Today, the Biden-Harris Administration, through the U.S. Departments of Health and Human Services (HHS), Labor, and Treasury, and the Office of Personnel Management, issued “Requirements Related to Surprise Billing; Part I,” an interim final rule that will restrict excessive out of pocket costs to consumers from surprise billing and balance billing. Surprise billing happens when people unknowingly get care from providers that are outside of their health plan’s network and can happen for both emergency and non-emergency care. Balance billing, when a provider charges a patient the remainder of what their insurance does not pay, is currently prohibited in both Medicare and Medicaid. This rule will extend similar protections to Americans insured through employer-sponsored and commercial health plans.
Among other provisions, today’s interim final rule:
- Bans surprise billing for emergency services. Emergency services, regardless of where they are provided, must be treated on an in-network basis without requirements for prior authorization.
- Bans high out-of-network cost-sharing for emergency and non-emergency services. Patient cost-sharing, such as co-insurance or a deductible, cannot be higher than if such services were provided by an in-network doctor, and any coinsurance or deductible must be based on in-network provider rates.
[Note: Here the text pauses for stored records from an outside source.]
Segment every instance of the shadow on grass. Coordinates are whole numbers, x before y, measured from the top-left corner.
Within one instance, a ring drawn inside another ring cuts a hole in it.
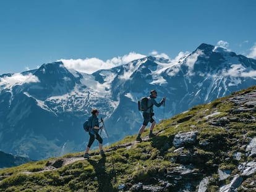
[[[96,176],[98,178],[99,188],[97,191],[117,191],[117,189],[113,188],[111,183],[114,174],[113,173],[108,173],[106,172],[106,157],[102,157],[102,158],[98,162],[92,159],[88,159],[88,161],[92,166],[93,166]]]

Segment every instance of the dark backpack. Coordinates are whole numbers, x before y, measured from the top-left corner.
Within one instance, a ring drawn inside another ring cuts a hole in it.
[[[92,128],[92,118],[89,117],[83,125],[83,129],[86,132],[90,131]]]
[[[139,111],[146,111],[148,108],[150,108],[151,106],[148,107],[148,98],[142,98],[140,101],[138,101]]]

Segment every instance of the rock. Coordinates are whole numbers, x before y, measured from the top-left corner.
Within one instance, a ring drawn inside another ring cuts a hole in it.
[[[229,184],[224,185],[220,189],[220,192],[234,192],[241,185],[243,178],[236,175]]]
[[[254,138],[246,147],[246,151],[250,151],[249,156],[256,156],[256,137]]]
[[[218,169],[218,173],[219,174],[219,181],[224,180],[230,176],[231,171],[230,170],[221,170]]]
[[[186,116],[186,117],[185,117],[182,119],[179,119],[177,120],[177,122],[179,123],[183,123],[184,122],[186,122],[186,121],[190,120],[192,117],[193,117],[193,115],[187,115],[187,116]]]
[[[64,162],[63,159],[56,159],[53,161],[49,161],[47,162],[46,165],[49,166],[51,165],[55,168],[60,168],[62,166]]]
[[[125,186],[126,186],[124,185],[124,184],[123,184],[123,183],[122,184],[120,184],[118,186],[118,190],[121,190],[124,189]]]
[[[207,184],[209,182],[209,178],[205,177],[200,182],[197,192],[206,192],[207,191]]]
[[[175,135],[173,144],[176,148],[179,148],[186,144],[195,143],[197,139],[197,131],[178,133]]]
[[[242,163],[242,165],[238,166],[238,169],[242,172],[241,175],[251,175],[256,172],[256,162],[250,161],[247,163]]]
[[[236,152],[234,154],[234,157],[237,161],[241,159],[241,156],[242,153],[241,152]]]

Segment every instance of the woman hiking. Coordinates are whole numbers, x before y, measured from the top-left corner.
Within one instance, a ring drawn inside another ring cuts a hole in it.
[[[146,111],[144,111],[142,114],[143,122],[142,123],[142,127],[140,127],[140,130],[139,130],[139,134],[136,138],[136,141],[139,142],[142,142],[142,140],[140,138],[143,131],[144,131],[145,128],[147,125],[148,125],[148,122],[150,122],[151,126],[150,129],[150,133],[148,135],[149,138],[152,138],[155,136],[153,133],[153,129],[155,127],[156,124],[156,122],[153,119],[153,116],[154,116],[154,112],[153,110],[153,106],[155,105],[156,107],[160,107],[165,101],[165,98],[163,98],[162,100],[160,103],[156,102],[155,100],[157,97],[157,92],[156,90],[153,90],[150,91],[150,98],[148,101],[148,109]]]
[[[89,143],[87,145],[87,148],[85,149],[85,153],[83,155],[83,158],[90,158],[88,152],[95,138],[99,141],[100,154],[102,156],[105,156],[105,155],[102,148],[102,143],[103,142],[103,140],[98,133],[100,129],[103,128],[102,126],[100,127],[100,123],[103,122],[103,120],[101,119],[101,121],[99,122],[99,119],[98,119],[98,115],[99,111],[97,110],[97,109],[93,109],[92,111],[92,116],[90,117],[90,119],[89,121],[89,123],[91,125],[89,131],[90,140]]]

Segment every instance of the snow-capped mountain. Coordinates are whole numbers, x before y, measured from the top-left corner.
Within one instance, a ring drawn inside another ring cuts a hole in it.
[[[164,106],[155,119],[256,85],[256,61],[202,44],[177,61],[152,56],[92,74],[67,69],[61,62],[0,76],[0,150],[33,159],[84,149],[82,123],[100,111],[113,142],[137,133],[142,122],[137,101],[151,90]],[[93,146],[96,146],[95,142]]]

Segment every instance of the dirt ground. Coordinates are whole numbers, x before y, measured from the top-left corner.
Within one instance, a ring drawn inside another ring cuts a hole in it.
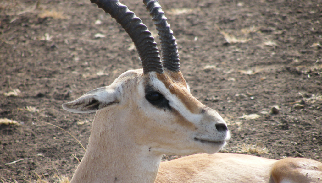
[[[0,126],[0,177],[19,183],[70,178],[85,152],[38,120],[86,147],[95,114],[62,105],[141,67],[128,35],[89,0],[36,1],[0,2],[0,118],[20,124]],[[321,161],[322,1],[159,1],[193,95],[228,124],[222,152]],[[121,2],[156,37],[141,1]]]

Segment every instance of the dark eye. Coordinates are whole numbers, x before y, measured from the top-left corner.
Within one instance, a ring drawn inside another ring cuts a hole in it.
[[[154,92],[147,94],[145,98],[150,101],[155,102],[163,98],[163,96],[158,92]]]

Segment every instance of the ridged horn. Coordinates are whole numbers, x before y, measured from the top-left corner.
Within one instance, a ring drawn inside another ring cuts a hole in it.
[[[164,73],[154,38],[139,18],[118,0],[90,0],[90,2],[109,13],[128,34],[137,50],[143,73],[152,71]]]
[[[179,54],[173,32],[170,28],[170,25],[167,22],[157,0],[143,0],[147,6],[147,10],[154,22],[160,40],[161,48],[161,60],[163,68],[174,71],[180,71]]]

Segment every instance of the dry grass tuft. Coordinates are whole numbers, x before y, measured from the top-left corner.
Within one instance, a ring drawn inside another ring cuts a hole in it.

- Bans out-of-network charges for ancillary care (like an anesthesiologist or assistant surgeon) at an in-network facility in all circumstances.
- Bans other out-of-network charges without advance notice. Health care providers and facilities must provide patients with a plain-language consumer notice explaining that patient consent is required to receive care on an out-of-network basis before that provider can bill at the higher out-of-network rate.
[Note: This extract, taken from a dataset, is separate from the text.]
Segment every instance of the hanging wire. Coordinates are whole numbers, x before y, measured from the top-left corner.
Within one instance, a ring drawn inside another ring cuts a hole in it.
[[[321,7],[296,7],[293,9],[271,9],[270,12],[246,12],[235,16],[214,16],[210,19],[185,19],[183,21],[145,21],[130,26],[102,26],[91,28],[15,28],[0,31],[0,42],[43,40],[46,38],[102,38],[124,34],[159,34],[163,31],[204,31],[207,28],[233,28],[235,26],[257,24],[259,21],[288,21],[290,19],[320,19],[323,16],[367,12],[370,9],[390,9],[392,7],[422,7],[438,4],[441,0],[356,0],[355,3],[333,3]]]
Today’s interim final rule with request for comments implements the first of several requirements passed with bipartisan support in title I (the “No Surprises Act”) of division BB of the Consolidated Appropriations Act, 2021. The regulations issued today will take effect for health care providers and facilities January 1, 2022. For group health plans, health insurance issuers, and FEHB Program carriers, the provisions will take effect for plan, policy, or contract years beginning on or after January 1, 2022.